As technology continues to progress at a rapid pace, post-production is set to change dramatically. Besides great new software features, compute (and therefore render) power continues to increase with faster processors and more powerful xPUs (GPUs, TPUs, etc.). This means real-time editing of HD, 4K, 8K, AR and VR is fast becoming a reality, ultimately shortening post-production timeframes.
Over the next few years, we’ll continue to see the commoditization of hardware and virtualization of software, which will not only lower the cost to operate post-production tools but remove the stipulation that the user is near the computer power or even storage.
AI leads the pack. AI is no longer a budding technology in the media industry. The technology has provided several bespoke solutions from video editing to media assets management, automating mundane tasks and freeing up time for producers to focus on work that truly matters.
If there’s one thing all the experts agree on, is that we’ve probably only just scratched the surface when it comes to how AI can change post for the future. There’s so much that’s exciting. Things like voice understanding, for example. Why should an artist not be able to say ‘take those import clips and process them like this’? That’s the long-term vision.
How we develop AI for post is probably going to change too. In post-production, you can’t just say if the results aren’t good enough, we’ll simply improve the data that feeds into the AI algorithm’ because everybody has a different idea of what is good enough. That’s why in the future, we’ll see more creatives informing how the AI works and what problems it’s meant to solve.
It’s also crucial to consider how AI systems can introduce bias that can negatively impact diversity for the future.
Since the arrival of AI (artificial intelligence), post-production houses and streamers have tapped on AI to automate content workflow, saving US$1 billion a year. However, integrating AI to existing legacy systems needs a careful balance of cost and efficiency.
In 2020, Reuters applied AI technology to 100 years of archived videos, enabling faster news discovery. With the support of Google Digital News Innovation (DNI) Fund, Reuters was able to extract vast amounts of data from the videos to provide accurate information for its editors.
At any 24/7 news agency, efficiency is crucial in delivering up-to-date news, and AI technology has enabled searchable video archives, thus reducing tedious work and enabling an intuitive workflow.
Aside from highly ambitious attempts to let AI take over script writing or editing tasks, for example, there are ways to usher in the new era – and leverage the power of AI purposefully and successfully.
While AI is still in its infancy, and we expect many more purposeful applications to come around over time, AI can already make a big difference today – especially when it comes to media asset management. In a fast-pace environment such as post-production, human beings don’t have to bother with crunching the data anymore – but can use their precious time elsewhere. Designed to perform extremely tedious and time-consuming tasks, AI gets the job done faster and probably better than any human, increasing efficiency and usability significantly.
Adding “intelligent” metadata to the footage used to require hours and hours of manual work, and at the end of the day you still couldn’t be certain that all relevant descriptive data was attached properly.
AI can easily execute this task, probably in a much more diversified fashion than any human being, but definitely a lot faster than any human being could ever do it.
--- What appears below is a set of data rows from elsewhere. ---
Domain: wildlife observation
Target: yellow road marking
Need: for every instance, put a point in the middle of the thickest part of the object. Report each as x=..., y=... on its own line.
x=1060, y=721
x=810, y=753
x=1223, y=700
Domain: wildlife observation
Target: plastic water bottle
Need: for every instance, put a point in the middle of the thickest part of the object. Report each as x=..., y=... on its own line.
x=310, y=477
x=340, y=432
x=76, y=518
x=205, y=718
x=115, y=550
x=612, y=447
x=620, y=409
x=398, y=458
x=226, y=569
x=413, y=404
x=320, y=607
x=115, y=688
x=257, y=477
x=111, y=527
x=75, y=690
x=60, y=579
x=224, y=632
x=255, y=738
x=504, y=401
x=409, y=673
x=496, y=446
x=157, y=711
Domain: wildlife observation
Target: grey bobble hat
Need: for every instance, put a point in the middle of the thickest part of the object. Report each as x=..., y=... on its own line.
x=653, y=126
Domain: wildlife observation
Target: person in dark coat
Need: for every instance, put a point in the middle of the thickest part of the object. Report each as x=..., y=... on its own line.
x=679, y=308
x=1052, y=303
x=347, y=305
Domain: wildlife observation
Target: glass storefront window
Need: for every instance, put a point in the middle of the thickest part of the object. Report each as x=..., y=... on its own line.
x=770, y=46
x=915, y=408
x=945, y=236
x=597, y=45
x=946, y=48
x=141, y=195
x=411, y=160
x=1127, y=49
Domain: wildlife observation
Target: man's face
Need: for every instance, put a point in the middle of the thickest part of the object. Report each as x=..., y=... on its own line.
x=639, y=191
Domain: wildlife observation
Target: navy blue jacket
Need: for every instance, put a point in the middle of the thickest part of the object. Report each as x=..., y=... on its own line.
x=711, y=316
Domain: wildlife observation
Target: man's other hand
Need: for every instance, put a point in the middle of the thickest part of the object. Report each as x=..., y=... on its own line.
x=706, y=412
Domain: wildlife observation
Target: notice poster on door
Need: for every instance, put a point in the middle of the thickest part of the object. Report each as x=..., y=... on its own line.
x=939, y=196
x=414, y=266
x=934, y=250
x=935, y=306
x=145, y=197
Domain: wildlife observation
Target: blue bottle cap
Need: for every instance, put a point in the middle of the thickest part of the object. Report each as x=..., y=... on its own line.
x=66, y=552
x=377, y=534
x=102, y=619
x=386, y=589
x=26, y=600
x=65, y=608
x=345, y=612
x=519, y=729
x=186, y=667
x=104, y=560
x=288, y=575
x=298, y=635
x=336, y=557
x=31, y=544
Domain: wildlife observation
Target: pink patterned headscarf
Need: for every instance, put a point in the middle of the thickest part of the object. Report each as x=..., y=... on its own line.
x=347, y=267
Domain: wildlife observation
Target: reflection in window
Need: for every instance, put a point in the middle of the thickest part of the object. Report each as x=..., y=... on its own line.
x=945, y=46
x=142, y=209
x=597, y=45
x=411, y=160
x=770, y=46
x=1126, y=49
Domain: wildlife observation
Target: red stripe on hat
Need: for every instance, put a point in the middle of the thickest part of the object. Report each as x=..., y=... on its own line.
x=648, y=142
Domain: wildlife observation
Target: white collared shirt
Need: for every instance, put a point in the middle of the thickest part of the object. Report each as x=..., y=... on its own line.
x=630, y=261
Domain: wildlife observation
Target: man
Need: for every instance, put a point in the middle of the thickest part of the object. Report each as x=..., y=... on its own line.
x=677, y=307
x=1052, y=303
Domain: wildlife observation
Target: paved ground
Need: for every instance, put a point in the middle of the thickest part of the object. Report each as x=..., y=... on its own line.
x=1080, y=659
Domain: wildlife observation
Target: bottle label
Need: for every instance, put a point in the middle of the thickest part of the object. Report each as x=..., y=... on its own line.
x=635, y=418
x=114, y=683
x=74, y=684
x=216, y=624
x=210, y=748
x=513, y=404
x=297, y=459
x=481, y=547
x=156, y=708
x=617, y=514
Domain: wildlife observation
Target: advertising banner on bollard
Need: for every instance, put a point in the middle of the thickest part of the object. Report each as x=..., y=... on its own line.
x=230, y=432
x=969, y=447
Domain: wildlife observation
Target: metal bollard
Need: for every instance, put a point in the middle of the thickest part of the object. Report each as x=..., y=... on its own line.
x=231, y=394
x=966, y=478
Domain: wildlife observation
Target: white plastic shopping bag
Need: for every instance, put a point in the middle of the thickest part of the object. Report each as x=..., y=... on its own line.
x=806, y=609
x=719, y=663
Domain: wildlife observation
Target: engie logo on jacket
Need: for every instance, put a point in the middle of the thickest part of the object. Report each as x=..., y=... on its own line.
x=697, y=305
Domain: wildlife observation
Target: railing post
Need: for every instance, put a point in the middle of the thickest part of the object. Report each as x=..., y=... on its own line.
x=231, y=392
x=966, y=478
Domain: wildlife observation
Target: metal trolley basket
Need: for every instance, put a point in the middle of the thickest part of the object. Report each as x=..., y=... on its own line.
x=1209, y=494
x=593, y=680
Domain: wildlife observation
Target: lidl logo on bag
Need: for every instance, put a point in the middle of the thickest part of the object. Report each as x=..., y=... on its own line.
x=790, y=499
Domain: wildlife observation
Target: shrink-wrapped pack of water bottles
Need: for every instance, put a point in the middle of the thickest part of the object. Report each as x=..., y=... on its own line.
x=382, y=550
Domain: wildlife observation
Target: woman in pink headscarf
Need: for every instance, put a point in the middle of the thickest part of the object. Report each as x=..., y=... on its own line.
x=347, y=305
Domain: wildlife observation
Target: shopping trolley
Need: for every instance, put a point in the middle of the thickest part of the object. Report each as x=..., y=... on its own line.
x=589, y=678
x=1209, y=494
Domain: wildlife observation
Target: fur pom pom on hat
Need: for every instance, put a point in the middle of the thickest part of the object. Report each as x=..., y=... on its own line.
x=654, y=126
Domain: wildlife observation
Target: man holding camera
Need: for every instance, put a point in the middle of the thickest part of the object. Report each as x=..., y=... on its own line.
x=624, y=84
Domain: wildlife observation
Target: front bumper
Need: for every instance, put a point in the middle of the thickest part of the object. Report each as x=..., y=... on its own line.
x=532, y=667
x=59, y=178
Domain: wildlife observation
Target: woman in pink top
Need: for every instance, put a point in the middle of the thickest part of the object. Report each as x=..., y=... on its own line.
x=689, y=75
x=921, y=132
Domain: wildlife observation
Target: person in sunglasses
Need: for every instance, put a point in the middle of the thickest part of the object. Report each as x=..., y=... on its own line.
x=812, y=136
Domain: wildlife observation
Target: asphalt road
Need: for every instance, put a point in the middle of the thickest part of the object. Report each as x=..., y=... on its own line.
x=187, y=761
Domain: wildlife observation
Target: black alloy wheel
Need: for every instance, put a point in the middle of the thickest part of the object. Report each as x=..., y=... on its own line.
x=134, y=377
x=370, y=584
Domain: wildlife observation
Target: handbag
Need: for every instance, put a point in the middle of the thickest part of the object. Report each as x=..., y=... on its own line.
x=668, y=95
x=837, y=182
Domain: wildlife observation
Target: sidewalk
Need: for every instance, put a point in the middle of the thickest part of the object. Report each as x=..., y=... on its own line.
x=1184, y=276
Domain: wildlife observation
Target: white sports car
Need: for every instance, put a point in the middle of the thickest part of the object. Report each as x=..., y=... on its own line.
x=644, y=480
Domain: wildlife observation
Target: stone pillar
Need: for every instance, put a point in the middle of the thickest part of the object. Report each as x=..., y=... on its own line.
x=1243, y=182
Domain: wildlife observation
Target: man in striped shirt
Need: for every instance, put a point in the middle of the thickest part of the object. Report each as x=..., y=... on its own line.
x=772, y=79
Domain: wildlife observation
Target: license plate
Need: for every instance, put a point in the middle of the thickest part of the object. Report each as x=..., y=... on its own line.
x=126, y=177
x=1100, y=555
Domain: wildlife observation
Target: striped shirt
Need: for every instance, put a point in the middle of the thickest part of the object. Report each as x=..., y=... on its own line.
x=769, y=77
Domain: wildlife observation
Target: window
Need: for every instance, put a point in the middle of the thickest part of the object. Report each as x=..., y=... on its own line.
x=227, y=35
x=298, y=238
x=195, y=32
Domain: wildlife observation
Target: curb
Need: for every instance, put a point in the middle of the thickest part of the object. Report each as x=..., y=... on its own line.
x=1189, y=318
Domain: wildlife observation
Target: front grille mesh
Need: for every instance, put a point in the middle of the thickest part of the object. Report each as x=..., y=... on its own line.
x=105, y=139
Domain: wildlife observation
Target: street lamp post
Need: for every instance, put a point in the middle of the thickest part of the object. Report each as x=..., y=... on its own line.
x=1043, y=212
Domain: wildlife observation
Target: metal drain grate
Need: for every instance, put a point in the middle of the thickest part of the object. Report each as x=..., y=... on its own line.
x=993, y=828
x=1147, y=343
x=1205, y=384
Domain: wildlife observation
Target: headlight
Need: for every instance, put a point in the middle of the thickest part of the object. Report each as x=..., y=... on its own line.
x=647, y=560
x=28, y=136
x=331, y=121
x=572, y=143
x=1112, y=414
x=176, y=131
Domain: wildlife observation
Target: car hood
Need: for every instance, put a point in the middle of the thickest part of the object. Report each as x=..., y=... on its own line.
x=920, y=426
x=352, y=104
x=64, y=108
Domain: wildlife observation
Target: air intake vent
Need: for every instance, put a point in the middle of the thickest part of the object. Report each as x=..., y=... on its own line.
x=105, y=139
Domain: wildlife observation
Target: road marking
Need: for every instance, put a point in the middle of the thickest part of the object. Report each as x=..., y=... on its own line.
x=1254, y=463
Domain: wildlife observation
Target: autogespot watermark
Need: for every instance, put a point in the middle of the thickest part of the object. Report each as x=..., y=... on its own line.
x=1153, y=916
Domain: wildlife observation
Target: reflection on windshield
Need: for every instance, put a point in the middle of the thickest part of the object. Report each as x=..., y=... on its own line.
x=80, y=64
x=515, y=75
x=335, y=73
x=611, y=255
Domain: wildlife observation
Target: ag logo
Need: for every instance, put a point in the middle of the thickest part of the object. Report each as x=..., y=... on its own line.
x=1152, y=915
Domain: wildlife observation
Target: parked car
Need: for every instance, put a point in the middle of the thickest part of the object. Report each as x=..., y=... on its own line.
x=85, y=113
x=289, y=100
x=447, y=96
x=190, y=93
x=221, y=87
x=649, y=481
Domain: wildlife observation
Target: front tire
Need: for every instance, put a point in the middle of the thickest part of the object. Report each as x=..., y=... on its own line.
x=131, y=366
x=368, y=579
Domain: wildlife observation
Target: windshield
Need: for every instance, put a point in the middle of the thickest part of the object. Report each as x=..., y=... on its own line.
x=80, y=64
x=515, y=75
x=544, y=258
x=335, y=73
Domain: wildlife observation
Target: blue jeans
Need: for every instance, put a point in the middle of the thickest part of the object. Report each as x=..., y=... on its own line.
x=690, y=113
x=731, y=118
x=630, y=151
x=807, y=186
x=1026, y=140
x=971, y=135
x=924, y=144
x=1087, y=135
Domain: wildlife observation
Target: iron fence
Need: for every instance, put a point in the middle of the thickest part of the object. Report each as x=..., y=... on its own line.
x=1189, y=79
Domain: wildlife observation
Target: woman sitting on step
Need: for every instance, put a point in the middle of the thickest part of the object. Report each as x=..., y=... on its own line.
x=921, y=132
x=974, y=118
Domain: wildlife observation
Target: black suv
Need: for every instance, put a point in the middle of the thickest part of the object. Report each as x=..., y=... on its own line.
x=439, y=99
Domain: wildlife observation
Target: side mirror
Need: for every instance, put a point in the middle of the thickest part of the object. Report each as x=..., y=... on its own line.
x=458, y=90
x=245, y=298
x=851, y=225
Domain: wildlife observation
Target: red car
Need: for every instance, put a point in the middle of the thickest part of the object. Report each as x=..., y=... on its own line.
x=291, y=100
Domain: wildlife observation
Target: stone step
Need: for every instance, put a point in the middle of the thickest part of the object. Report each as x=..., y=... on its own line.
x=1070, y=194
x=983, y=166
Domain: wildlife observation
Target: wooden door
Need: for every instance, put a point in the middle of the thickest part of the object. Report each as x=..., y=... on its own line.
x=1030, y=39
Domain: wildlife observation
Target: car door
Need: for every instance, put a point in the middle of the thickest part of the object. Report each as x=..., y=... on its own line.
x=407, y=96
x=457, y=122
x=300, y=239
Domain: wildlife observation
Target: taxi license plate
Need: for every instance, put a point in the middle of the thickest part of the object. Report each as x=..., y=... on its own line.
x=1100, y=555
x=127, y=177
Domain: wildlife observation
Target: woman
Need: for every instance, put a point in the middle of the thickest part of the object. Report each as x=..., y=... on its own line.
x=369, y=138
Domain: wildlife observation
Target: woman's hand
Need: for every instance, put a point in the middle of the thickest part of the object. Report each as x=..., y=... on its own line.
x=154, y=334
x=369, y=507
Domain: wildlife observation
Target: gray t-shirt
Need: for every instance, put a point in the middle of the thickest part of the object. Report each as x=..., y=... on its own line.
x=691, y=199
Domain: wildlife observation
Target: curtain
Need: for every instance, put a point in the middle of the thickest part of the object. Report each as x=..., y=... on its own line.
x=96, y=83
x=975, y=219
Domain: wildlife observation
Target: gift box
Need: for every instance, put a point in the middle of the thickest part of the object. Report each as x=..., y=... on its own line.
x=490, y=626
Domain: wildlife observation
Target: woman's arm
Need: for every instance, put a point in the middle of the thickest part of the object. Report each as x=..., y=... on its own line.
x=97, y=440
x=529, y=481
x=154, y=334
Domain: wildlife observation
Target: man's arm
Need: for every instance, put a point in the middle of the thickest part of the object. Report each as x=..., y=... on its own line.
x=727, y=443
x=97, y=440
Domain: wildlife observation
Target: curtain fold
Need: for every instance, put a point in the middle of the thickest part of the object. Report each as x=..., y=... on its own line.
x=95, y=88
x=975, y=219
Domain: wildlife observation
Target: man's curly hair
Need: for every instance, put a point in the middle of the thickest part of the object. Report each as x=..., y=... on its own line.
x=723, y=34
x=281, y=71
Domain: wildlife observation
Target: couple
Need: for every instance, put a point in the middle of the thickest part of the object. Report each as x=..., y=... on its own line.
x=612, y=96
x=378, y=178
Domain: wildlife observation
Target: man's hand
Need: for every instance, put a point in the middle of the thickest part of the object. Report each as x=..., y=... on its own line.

If analyzing and tagging of an entire day of footage takes only minutes instead of multiple hours, while providing even more valuable in-depth information compared to the human attempt, both efficiency and productivity are increased significantly. This boost in capability will have a positive impact on the post-production of the entire project, as the enhanced searchability of the media assets.
Keep in mind though: When deploying AI for your media asset management be prepared to spend some time “teaching” your AI application what you need. Because that’s where the ML (machine leaning) comes into play.
Another daunting task is the preparation of transcripts. With the right AI engine, transcripts can be performed automatically – and even be translated into a multitude of other languages, almost simultaneously. The benefits are obvious: Subtitling becomes a breeze with AI, even in different languages.
On the flip side, AI requires training to be able to replicate human problem-solving capabilities. Fortunately, video editing software trains the AI to understand some of the basic problems editors face and helps editors to resolve it automatically.
Not only does AI help with the video access, but it can also automatically suggest edits for mismatch in video colourations during the production process.
Artificial intelligence is transforming the way we handle post-production tasks is an accepted fact.